Il manifesto è stato affisso dall'associazione ProVita e dovrebbe rimanere fino al 15 aprile. Ma è già partita la mobilitazione per farlo rimuovere

Il manifesto a Roma

Il manifesto a Roma

globalist 5 aprile 2018

L'immagine di un embrione, spalmato su un manifesto 7x11 metri, corredato di messaggi antiabortisti, è comparso a Roma sulla facciata di un palazzo.
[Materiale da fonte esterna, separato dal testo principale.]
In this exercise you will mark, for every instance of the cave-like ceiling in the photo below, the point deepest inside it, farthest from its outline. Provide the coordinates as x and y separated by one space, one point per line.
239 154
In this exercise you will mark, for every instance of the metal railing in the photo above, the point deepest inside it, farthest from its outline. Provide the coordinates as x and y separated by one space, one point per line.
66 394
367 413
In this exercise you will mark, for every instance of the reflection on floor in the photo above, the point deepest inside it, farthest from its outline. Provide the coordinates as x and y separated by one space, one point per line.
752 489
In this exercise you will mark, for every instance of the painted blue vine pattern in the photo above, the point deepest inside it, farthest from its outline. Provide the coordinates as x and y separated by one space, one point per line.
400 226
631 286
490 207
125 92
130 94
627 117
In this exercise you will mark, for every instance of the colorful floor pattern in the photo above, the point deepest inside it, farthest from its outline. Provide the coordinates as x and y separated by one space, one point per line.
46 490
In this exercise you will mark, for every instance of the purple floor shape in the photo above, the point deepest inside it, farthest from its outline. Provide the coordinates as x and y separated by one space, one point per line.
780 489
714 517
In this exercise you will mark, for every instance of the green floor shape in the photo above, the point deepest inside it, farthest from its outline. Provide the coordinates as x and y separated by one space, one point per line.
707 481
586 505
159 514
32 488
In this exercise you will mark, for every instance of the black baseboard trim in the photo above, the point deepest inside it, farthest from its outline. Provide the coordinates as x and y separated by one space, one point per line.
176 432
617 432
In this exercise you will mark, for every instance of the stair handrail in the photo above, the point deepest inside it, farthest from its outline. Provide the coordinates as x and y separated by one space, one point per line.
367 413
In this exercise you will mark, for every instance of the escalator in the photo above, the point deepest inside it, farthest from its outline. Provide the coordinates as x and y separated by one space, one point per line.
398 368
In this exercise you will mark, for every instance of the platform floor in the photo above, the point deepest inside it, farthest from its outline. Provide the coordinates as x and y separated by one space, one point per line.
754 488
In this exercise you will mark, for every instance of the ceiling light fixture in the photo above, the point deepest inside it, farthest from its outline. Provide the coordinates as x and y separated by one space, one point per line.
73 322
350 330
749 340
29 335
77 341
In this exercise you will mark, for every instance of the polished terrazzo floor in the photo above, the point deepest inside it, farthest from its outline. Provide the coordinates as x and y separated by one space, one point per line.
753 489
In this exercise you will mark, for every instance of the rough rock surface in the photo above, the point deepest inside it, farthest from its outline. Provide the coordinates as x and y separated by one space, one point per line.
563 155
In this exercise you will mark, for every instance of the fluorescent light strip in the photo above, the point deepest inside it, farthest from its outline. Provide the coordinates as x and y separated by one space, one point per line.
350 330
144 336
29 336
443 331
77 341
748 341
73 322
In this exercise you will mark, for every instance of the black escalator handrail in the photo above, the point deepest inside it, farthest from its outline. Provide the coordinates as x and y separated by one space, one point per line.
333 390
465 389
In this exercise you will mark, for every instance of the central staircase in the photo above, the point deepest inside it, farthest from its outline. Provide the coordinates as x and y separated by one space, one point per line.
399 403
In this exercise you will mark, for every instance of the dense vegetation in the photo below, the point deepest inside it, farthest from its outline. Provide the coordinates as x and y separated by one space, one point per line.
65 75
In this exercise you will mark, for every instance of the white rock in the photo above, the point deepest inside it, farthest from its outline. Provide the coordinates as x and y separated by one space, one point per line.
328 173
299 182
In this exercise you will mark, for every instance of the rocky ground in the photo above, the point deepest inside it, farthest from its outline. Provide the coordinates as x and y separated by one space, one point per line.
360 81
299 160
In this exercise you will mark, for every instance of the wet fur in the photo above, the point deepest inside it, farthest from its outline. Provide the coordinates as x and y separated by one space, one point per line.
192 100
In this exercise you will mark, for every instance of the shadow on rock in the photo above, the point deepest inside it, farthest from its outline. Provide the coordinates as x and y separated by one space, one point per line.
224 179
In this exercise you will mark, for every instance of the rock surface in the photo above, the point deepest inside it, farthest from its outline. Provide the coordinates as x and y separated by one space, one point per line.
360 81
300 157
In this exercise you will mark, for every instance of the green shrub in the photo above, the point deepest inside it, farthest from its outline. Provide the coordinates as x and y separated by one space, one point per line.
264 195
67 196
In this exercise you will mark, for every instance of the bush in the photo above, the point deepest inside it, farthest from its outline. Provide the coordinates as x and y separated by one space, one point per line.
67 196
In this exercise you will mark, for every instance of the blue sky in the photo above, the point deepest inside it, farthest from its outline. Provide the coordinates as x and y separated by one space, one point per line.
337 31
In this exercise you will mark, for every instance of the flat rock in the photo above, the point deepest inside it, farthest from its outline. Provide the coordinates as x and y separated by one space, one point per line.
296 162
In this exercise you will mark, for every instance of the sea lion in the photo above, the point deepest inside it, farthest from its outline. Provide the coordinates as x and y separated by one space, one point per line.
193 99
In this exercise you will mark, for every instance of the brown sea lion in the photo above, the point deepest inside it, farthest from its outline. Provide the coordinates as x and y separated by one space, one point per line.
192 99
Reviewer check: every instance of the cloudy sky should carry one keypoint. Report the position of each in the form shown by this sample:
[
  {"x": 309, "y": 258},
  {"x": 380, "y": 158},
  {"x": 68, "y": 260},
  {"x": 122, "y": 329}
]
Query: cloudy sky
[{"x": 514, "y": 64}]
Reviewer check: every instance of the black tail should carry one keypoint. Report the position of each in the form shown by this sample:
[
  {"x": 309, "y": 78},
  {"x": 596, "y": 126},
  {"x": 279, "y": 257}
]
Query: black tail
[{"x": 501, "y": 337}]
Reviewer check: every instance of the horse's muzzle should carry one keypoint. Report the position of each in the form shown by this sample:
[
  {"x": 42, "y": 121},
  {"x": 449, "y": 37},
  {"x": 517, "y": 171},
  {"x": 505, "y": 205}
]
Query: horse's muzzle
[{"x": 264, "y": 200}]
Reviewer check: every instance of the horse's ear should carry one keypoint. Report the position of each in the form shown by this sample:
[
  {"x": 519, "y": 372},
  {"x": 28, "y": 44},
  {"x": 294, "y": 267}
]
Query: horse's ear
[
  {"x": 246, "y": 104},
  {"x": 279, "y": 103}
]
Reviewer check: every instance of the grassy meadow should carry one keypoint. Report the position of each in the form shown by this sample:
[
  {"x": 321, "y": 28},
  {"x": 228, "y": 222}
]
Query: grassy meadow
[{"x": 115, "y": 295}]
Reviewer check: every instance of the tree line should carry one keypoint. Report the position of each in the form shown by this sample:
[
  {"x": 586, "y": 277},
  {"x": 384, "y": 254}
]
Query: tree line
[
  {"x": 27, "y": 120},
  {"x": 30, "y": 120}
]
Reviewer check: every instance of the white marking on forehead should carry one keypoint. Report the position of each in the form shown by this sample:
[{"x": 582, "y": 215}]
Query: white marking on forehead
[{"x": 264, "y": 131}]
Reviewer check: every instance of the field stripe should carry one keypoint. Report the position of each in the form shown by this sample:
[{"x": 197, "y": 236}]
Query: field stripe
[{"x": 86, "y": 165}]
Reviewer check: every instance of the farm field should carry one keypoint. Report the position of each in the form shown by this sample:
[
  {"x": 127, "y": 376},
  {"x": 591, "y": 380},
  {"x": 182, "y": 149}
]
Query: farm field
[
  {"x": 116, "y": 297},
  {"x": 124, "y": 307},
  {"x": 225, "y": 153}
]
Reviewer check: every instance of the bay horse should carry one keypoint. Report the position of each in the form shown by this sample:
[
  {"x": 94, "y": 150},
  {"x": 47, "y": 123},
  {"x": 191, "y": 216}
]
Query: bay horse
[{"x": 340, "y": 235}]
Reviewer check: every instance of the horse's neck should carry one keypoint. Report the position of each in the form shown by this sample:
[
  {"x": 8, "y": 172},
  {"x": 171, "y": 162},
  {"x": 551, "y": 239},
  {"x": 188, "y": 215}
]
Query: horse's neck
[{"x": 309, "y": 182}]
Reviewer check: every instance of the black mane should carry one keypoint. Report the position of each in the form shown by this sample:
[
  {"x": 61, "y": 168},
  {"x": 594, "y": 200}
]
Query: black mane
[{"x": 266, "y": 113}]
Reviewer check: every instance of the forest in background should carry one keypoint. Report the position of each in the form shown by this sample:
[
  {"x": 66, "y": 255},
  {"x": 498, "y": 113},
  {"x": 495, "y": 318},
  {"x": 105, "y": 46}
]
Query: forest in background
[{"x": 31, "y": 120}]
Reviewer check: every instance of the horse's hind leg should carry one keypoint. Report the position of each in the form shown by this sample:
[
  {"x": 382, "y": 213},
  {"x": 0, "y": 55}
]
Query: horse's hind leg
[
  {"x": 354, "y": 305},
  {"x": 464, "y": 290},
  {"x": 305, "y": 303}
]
È un'iniziativa dell'associazione ProVita che ha scatenato immediate polemiche e richieste alla sindaca Virginia Raggi affinché ordini subito la rimozione (come è successo, in due ore, con il murale di Salvini e Di Maio che si baciano). 


Monica Cirinnà, senatrice Pd, ha lanciato l'hashtag #rimozionesubito ed è sui social che monta la protesta: "un ricatto morale", "una vergogna", "peggio dei talebani ", tanto per citare alcuni commenti di utenti twitter. Moltissime le segnalazioni all'ufficio affissioni del Campidoglio.
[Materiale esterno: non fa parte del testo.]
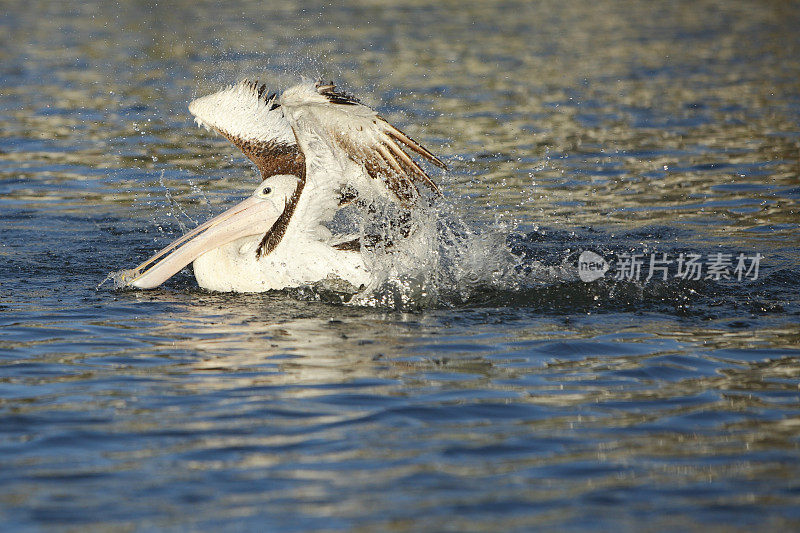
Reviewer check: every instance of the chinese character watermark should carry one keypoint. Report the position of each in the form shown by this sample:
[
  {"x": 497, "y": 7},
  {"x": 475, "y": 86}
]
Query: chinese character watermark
[{"x": 631, "y": 266}]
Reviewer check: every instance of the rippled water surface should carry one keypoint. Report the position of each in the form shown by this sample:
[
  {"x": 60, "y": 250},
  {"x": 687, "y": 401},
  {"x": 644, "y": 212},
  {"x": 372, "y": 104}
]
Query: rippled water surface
[{"x": 511, "y": 403}]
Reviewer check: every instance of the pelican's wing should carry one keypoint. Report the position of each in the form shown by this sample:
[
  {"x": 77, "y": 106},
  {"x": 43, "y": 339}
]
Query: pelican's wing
[
  {"x": 341, "y": 137},
  {"x": 252, "y": 120}
]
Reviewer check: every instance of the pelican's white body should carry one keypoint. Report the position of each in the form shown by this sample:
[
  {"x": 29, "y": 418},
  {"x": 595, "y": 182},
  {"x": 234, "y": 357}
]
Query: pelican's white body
[
  {"x": 343, "y": 144},
  {"x": 233, "y": 267}
]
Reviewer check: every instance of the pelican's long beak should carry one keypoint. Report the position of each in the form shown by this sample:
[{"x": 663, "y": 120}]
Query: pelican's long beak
[{"x": 253, "y": 216}]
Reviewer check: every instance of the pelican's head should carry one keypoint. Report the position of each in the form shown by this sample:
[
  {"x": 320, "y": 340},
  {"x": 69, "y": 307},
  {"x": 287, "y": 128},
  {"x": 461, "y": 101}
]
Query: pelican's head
[{"x": 265, "y": 212}]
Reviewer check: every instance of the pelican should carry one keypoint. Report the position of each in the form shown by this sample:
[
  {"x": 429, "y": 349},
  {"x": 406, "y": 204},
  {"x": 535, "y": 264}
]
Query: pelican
[{"x": 317, "y": 150}]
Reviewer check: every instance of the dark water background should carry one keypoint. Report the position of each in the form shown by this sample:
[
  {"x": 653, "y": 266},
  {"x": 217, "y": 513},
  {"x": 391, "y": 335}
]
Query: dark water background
[{"x": 613, "y": 126}]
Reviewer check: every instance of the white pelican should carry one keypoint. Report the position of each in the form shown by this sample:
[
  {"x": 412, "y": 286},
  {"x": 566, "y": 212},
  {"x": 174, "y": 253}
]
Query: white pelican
[{"x": 317, "y": 149}]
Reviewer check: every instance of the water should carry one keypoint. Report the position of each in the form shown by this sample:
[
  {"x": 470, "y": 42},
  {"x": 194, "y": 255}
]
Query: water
[{"x": 508, "y": 405}]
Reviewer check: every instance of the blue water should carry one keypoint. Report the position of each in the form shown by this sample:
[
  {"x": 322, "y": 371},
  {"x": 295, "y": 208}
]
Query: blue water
[{"x": 529, "y": 402}]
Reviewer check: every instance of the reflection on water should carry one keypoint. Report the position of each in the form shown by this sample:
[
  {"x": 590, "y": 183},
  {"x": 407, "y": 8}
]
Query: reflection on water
[{"x": 604, "y": 126}]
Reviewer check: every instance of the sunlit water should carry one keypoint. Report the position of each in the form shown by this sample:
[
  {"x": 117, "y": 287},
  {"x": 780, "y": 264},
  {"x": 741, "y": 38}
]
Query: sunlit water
[{"x": 497, "y": 391}]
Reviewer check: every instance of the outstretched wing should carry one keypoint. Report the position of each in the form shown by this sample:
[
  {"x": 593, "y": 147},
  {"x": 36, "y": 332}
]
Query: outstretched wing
[
  {"x": 252, "y": 120},
  {"x": 334, "y": 130}
]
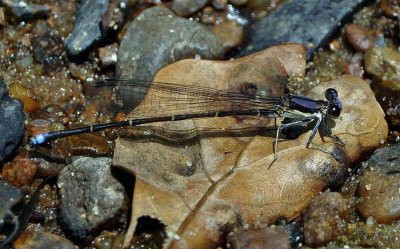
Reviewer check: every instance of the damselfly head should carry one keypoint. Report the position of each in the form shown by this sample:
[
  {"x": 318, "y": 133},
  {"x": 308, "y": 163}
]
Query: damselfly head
[{"x": 335, "y": 106}]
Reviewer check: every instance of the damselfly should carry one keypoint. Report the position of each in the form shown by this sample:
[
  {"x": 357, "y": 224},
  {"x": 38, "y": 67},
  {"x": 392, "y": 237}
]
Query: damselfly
[{"x": 173, "y": 102}]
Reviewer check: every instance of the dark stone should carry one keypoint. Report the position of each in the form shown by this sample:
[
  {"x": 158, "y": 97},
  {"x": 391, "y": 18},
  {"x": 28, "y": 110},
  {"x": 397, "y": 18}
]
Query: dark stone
[
  {"x": 25, "y": 11},
  {"x": 12, "y": 122},
  {"x": 115, "y": 16},
  {"x": 91, "y": 198},
  {"x": 141, "y": 54},
  {"x": 9, "y": 196},
  {"x": 87, "y": 29},
  {"x": 311, "y": 22}
]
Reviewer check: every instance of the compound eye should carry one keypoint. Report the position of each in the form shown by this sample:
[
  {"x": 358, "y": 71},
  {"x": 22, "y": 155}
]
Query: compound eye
[
  {"x": 335, "y": 110},
  {"x": 330, "y": 93}
]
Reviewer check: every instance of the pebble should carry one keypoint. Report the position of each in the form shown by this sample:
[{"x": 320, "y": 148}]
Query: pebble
[
  {"x": 46, "y": 169},
  {"x": 50, "y": 113},
  {"x": 12, "y": 122},
  {"x": 115, "y": 16},
  {"x": 269, "y": 238},
  {"x": 90, "y": 196},
  {"x": 219, "y": 4},
  {"x": 28, "y": 97},
  {"x": 87, "y": 29},
  {"x": 390, "y": 8},
  {"x": 48, "y": 49},
  {"x": 325, "y": 219},
  {"x": 24, "y": 11},
  {"x": 238, "y": 3},
  {"x": 230, "y": 33},
  {"x": 354, "y": 68},
  {"x": 108, "y": 55},
  {"x": 141, "y": 54},
  {"x": 33, "y": 238},
  {"x": 294, "y": 232},
  {"x": 295, "y": 22},
  {"x": 2, "y": 17},
  {"x": 10, "y": 196},
  {"x": 20, "y": 171},
  {"x": 358, "y": 37},
  {"x": 384, "y": 64},
  {"x": 379, "y": 186},
  {"x": 185, "y": 8},
  {"x": 208, "y": 16}
]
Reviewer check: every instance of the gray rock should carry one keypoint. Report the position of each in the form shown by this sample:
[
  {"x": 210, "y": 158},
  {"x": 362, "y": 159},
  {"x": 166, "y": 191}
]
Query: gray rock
[
  {"x": 26, "y": 11},
  {"x": 90, "y": 196},
  {"x": 155, "y": 39},
  {"x": 187, "y": 7},
  {"x": 311, "y": 22},
  {"x": 12, "y": 122},
  {"x": 87, "y": 27},
  {"x": 9, "y": 196}
]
Col manifesto ProVita intende rilanciare, a 40 anni dalla legge 194 sull'interruzione di gravidanza, la strenua filosofia antiabortista dell'associazione attraverso l'immagine di un feto e frasi tipo "il tuo cuore batteva già dalla terza settimana dopo il concepimento, già ti succhiavi il pollice, tutti i tuoi organi erano presenti".
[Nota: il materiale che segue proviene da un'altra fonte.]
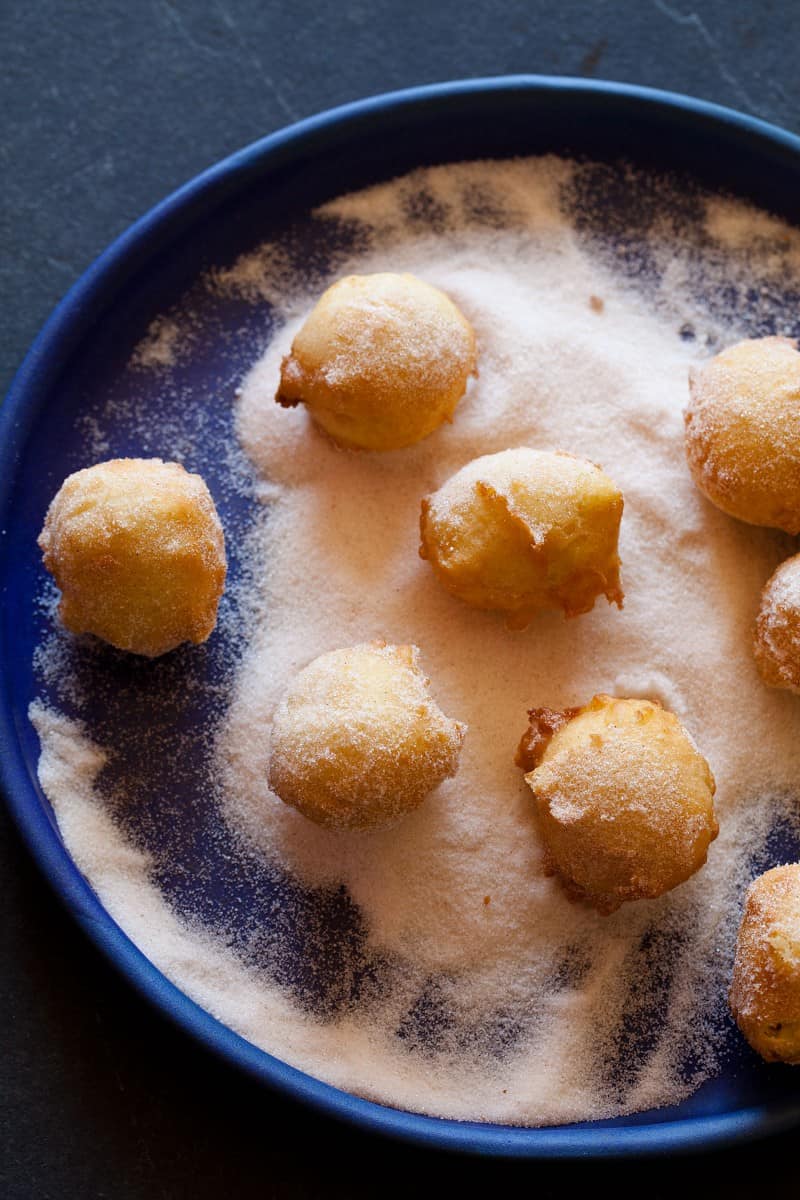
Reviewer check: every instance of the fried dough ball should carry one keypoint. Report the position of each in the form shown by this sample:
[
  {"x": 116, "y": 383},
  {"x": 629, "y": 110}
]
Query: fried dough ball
[
  {"x": 380, "y": 361},
  {"x": 623, "y": 796},
  {"x": 358, "y": 742},
  {"x": 743, "y": 431},
  {"x": 776, "y": 643},
  {"x": 523, "y": 531},
  {"x": 765, "y": 988},
  {"x": 137, "y": 549}
]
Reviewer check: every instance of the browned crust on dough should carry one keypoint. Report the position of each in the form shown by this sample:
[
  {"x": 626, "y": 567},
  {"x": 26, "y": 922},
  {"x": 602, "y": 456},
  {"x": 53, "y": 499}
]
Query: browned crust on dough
[{"x": 543, "y": 724}]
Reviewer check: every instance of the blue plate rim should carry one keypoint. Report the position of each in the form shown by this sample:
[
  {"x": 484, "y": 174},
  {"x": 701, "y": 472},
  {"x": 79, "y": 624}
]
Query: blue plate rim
[{"x": 64, "y": 329}]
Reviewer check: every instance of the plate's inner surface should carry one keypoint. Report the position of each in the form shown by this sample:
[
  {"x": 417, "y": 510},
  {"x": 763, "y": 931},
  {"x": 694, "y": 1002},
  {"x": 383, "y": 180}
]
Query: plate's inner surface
[{"x": 358, "y": 961}]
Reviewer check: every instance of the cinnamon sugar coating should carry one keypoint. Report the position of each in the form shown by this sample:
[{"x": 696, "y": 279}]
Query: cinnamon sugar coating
[
  {"x": 765, "y": 988},
  {"x": 358, "y": 741},
  {"x": 137, "y": 550},
  {"x": 525, "y": 529},
  {"x": 743, "y": 431},
  {"x": 776, "y": 641},
  {"x": 380, "y": 361},
  {"x": 624, "y": 799}
]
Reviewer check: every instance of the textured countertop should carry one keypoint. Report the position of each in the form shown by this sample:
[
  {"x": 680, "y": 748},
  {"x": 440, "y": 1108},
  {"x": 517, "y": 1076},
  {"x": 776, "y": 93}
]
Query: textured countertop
[{"x": 107, "y": 108}]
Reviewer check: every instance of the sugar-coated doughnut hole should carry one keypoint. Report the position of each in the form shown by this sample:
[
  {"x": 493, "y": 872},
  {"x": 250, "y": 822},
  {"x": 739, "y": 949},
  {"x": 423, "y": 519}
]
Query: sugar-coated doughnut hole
[
  {"x": 776, "y": 642},
  {"x": 358, "y": 741},
  {"x": 137, "y": 549},
  {"x": 765, "y": 987},
  {"x": 624, "y": 798},
  {"x": 525, "y": 529},
  {"x": 743, "y": 431},
  {"x": 380, "y": 361}
]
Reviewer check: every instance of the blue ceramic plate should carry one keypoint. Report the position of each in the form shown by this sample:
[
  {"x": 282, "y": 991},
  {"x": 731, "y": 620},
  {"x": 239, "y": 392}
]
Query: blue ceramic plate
[{"x": 78, "y": 361}]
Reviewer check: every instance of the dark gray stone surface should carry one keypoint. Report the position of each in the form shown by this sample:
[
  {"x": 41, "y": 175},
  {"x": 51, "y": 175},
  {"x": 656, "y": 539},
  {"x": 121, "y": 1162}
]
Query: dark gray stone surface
[{"x": 106, "y": 108}]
Resterà lì fino al 15 aprile, se non interverranno prima i tecnici del Comune. "Il maxi manifesto di Roma riporta l'attenzione sulla violenza e dramma di una condanna a morte prima di nascere", cerca di spiegare il presidente di ProVita Toni Brandi. Contro il cartellone sono insorte le consigliere del Pd al Campidoglio, Michela Di Biase, Valeria Baglio, Ilaria Piccolo, Giulia Tempesta e da quella della Lista Civica Svetlana Celli. Il Comune ha già avviato indagini e ha allertato la polizia locale sul caso. L'amministrazione in passato ha già interdetto la stessa associazione dall'affissione di simili manifesti, perché in contrasto con le prescrizioni previste dal Regolamento in materia di Pubbliche affissioni di Roma Capitale, che vieta espressamente "esposizioni pubblicitarie dal contenuto lesivo del rispetto di diritti e libertà individuali".